Node memory available < 10%
ZFS pool usage > 80%
Node CPU usage > 90% sustained for 5 minutes
Proxmox node offline (target down)

Practical Tips for Production Use

Firewall the exporters. Node exporter and pve-exporter expose sensitive system data. Use the Proxmox firewall or iptables to restrict access to only the Prometheus container IP.

# On Proxmox host — allow only Prometheus to scrape
iptables -A INPUT -p tcp --dport 9100 -s 192.168.10.20 -j ACCEPT
iptables -A INPUT -p tcp --dport 9100 -j DROP

Set retention periods. Prometheus defaults to 15 days. The --storage.tsdb.retention.time=30d flag in the systemd service extends this. 30 days on 20 GB is comfortable for a single node.

Use LXC snapshots before upgrades. Before upgrading Grafana or Prometheus, take a snapshot of the container:

pct snapshot 202 before-grafana-upgrade

You can roll back in seconds if something breaks.

Bind Grafana behind a reverse proxy. Don't expose Grafana directly on port 3000. Use Nginx or Caddy in another LXC container with HTTPS and authentication:

server {
    listen 443 ssl;
    server_name grafana.yourdomain.local;

    location / {
        proxy_pass http://192.168.10.22:3000;
        proxy_set_header Host $host;
        proxy_set_header X-Real-IP $remote_addr;
    }
}

Conclusion

Deploying Grafana, Prometheus, and Loki on Proxmox transforms how you operate your infrastructure. Instead of reactively checking the web UI when something feels slow, you get proactive visibility into every node, every VM, and every log stream — all from a single dashboard.

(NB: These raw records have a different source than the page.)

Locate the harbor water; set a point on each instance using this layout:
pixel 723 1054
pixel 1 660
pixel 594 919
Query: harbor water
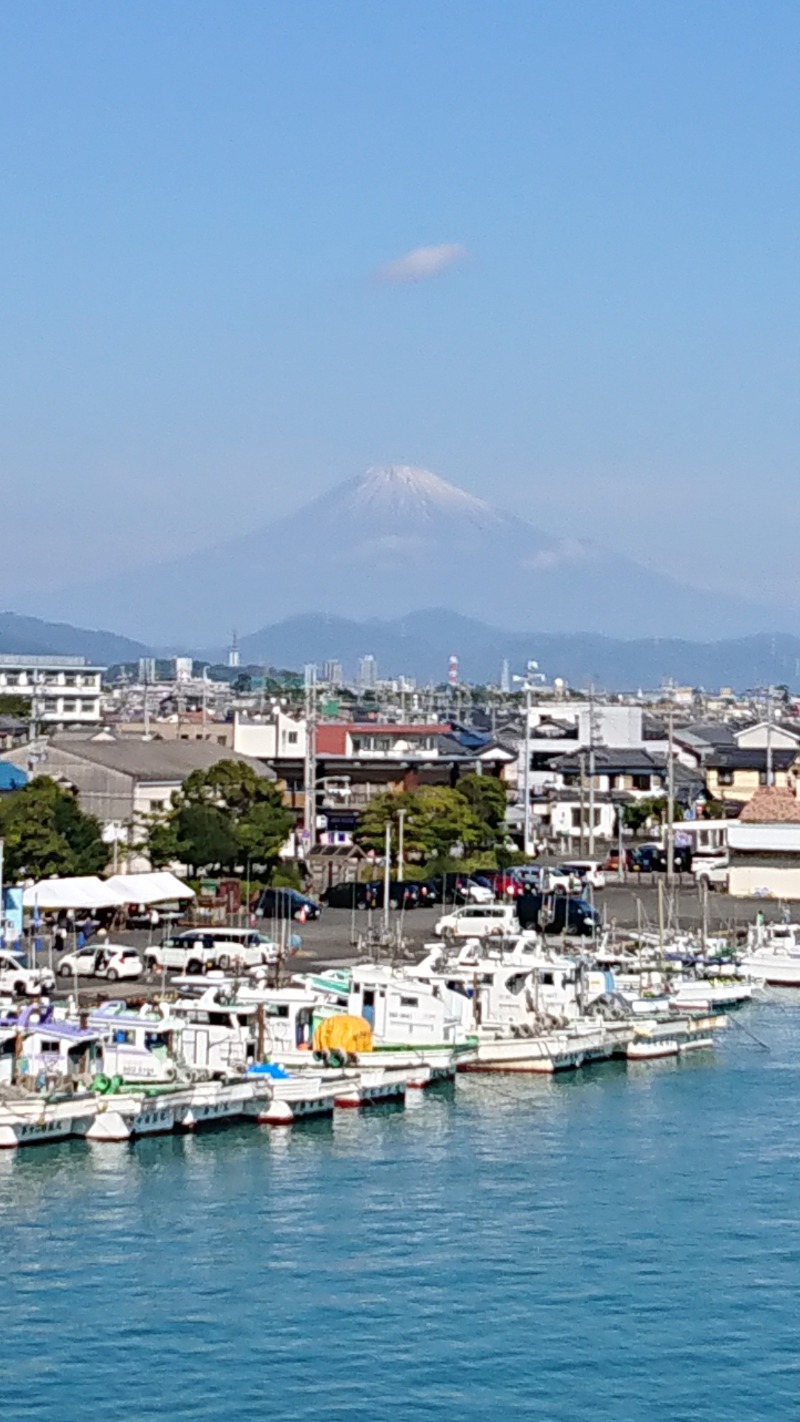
pixel 618 1244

The entire stack runs comfortably in three LXC containers using around 2.5 GB of RAM combined, which is a tiny tax for the operational insight you gain. Start with the community dashboards, add alerts for the metrics that matter most to your environment, and you'll catch problems before your users do.

If you're running a Proxmox cluster, the same setup scales naturally — just add each node's exporters as additional Prometheus scrape targets and you get a unified view across your entire cluster without deploying additional instances of Grafana or Loki.